What do you mean? If we accept that there was an original author / owner of the content, their mirror, or whichever one they endorse as closest to what they lost is the authoritative branch. If we view the content as Lone_Wolf would as belonging to all humanity, then an authoritative branch is nonsensical.
Could a system be designed to store public sourcecode that allows acces to everyone and can repair damaged stuff by combining multiple sources?
Who would build it? Who would own it? Again, until we achieve Roddenberry's dream, *someone* would own it. Even if they super-promise-to-never-be-broken-even-on-double-dog-dare to maintain it for the public good, technically they'd still own it. And then we're in the same place as any of the current "hubs".
As a bit of aside, I somewhat facetiously refer to Roddenberry's dream society - but I do believe that the system you are seeking is implied in his vision of society, and further his vision of society is a prerequisite to really achieving your goal. Absent that, we get the university mirrors and archive.org which you referred to.
Also on ownership: the kernel was given as an example, but that definitely doesn't belong to all humanity. It has a clear copyright with restrictions enforced under the GPL. There could be more of a discussion about content that is actually in the public domain, and here we have a parallel to art, music, and literature: public domain content that is *good* doesn't need much of a planned strategy to maintain it: it maintains itself as countless people keep and pass around copies, covers, variations, and usages of the content.

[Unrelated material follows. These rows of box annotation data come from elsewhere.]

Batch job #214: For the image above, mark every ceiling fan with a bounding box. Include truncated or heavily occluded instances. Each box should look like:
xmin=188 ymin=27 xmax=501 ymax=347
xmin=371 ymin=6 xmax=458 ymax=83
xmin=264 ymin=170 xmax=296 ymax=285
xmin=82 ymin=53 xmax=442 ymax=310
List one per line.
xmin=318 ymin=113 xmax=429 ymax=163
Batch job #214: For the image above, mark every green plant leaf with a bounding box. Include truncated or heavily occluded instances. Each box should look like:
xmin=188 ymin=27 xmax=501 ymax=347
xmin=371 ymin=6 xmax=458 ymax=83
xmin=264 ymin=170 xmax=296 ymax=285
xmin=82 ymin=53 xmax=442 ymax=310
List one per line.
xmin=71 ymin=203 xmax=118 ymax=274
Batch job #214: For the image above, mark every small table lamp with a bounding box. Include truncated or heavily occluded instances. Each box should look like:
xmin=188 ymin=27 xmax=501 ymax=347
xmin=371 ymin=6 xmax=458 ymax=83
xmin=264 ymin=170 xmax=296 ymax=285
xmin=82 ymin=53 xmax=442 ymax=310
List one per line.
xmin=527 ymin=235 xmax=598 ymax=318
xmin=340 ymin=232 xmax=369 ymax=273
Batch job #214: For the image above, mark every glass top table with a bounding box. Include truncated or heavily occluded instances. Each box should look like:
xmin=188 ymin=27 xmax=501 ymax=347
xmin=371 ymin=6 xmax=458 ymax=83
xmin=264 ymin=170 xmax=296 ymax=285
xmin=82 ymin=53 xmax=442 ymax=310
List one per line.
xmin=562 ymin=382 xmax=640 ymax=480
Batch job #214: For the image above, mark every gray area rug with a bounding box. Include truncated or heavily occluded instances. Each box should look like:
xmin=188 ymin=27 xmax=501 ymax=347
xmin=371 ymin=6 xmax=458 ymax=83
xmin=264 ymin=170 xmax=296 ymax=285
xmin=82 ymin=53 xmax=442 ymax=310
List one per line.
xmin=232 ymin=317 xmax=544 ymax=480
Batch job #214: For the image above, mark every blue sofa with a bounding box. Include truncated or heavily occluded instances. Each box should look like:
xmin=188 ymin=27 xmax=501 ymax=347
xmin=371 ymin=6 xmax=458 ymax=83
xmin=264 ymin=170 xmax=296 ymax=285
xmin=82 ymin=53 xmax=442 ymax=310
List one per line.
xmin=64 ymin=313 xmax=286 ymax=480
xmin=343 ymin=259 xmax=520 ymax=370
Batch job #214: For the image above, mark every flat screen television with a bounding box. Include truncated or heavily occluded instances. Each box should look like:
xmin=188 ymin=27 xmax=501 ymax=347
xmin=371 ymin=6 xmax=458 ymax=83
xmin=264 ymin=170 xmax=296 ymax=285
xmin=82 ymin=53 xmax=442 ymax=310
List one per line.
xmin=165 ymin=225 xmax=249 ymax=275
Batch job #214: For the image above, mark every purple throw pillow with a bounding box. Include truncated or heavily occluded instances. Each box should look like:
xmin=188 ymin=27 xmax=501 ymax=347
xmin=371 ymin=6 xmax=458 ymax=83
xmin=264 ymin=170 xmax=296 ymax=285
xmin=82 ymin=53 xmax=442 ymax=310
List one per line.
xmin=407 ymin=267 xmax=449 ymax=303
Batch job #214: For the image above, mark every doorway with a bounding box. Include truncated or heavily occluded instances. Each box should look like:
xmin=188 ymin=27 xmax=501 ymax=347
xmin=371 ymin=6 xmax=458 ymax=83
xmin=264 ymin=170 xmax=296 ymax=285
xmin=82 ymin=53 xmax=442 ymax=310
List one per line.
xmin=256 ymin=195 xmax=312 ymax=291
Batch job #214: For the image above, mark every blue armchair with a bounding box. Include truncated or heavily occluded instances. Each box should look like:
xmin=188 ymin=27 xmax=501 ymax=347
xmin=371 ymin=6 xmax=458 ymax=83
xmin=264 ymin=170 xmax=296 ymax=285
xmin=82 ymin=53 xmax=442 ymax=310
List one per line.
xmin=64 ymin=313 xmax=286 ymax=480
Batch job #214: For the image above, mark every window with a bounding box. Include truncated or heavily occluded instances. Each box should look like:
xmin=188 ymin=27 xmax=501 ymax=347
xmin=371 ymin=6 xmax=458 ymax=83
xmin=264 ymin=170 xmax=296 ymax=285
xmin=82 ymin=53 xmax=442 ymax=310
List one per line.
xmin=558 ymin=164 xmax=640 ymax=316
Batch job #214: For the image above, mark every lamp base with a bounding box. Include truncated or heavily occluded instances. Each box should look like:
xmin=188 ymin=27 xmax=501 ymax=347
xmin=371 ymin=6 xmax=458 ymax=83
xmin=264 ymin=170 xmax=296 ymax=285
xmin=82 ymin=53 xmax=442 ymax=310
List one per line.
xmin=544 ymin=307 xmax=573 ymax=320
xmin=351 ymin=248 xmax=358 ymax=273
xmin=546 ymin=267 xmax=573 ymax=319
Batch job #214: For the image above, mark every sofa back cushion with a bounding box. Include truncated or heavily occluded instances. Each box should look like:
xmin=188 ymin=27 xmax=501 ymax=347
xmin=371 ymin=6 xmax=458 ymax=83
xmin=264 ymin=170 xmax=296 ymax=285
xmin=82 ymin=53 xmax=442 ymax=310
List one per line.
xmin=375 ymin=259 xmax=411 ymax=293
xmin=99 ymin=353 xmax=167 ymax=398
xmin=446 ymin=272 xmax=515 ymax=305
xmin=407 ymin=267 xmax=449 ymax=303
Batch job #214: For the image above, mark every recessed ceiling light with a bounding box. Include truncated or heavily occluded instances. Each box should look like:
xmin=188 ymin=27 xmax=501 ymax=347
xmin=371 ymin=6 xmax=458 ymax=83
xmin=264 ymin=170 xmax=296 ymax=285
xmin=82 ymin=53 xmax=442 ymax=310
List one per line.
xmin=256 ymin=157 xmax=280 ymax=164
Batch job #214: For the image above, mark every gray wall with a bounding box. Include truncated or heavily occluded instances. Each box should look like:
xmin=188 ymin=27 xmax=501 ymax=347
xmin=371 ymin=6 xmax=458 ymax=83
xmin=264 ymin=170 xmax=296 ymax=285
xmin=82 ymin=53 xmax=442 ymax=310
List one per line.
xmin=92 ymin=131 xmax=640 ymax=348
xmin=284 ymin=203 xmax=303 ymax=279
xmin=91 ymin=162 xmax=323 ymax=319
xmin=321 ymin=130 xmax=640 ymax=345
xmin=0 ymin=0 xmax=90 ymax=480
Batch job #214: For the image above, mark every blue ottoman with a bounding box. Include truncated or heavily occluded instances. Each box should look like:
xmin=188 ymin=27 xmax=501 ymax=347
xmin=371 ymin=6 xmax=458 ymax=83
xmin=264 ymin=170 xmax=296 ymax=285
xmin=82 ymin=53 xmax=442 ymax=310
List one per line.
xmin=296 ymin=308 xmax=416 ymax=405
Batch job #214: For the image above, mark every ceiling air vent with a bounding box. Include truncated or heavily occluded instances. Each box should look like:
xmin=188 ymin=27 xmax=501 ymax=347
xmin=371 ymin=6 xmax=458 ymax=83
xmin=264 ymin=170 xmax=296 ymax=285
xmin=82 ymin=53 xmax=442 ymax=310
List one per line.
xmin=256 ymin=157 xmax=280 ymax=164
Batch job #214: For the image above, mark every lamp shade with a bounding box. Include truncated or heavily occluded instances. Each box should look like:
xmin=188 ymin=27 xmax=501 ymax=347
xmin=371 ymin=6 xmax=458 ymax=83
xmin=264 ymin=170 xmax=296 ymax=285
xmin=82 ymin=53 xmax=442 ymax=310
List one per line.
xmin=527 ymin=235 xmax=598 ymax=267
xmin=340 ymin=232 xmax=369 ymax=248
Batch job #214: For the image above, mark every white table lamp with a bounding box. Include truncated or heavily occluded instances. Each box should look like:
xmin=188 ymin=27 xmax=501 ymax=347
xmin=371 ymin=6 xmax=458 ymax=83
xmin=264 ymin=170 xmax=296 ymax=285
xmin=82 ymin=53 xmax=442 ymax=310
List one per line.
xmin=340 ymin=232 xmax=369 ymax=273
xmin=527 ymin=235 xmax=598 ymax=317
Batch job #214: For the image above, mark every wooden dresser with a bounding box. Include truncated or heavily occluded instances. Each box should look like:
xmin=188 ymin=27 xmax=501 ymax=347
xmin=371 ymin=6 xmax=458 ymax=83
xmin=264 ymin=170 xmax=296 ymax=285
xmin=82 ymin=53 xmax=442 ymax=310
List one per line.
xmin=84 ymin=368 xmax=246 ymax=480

Public domain content only really vanishes when no one has use for it (including even just aesthetic enjoyment): and even then some is maintained in libraries, museums, or history books.
Software isn't really any different. Any algorithms that are simple enough to not be protected under copyright are in text books, implemented in projects around the world, and discussed in academic circles. They're not going away as long as they have any use at all. More extensive source code that may be eligible for copyright but has been placed in the public domain would be similar to the art / literature above. But when restricted by a license, the copyright owner maintains ownership, and it is on them to ensure the content can be preserved.
Last edited by Trilby (2024-08-03 15:34:46)
"UNIX is simple and coherent" - Dennis Ritchie; "GNU's Not Unix" - Richard Stallman
Offline
If we accept that there was an original author / owner of the content, their mirror, or whichever one they endorse as closest to what they lost is the authoritative branch.
And how do you prove that you were @weuirzzuew112 on github when github is completely gone?
Ifff you have signed stuff w/ a private key, users who already had your public key can trus you, everyone else, or everyone absent that precondition, still has to rely on some makeshift WoT.
Offline
Yes, but that's also not unique to software source code. I have a book here by Tom Clancy. His name is right there on big bold letters on the cover. His name is also on a copyright notice on the first pages. But if I ever meet the Tom Clancy, how could he prove he was actually the same Tom Clancy who actually wrote that book (hint: it's a tick question as most of his books for the last 20 years were ghost written by other authors!)
Given that I have a copy of his book, I could also just claim I wrote it. I'm holding it, it's my book, I can claim I wrote it. Clancy didn't sign it with a encryption key - so how can he establish ownership.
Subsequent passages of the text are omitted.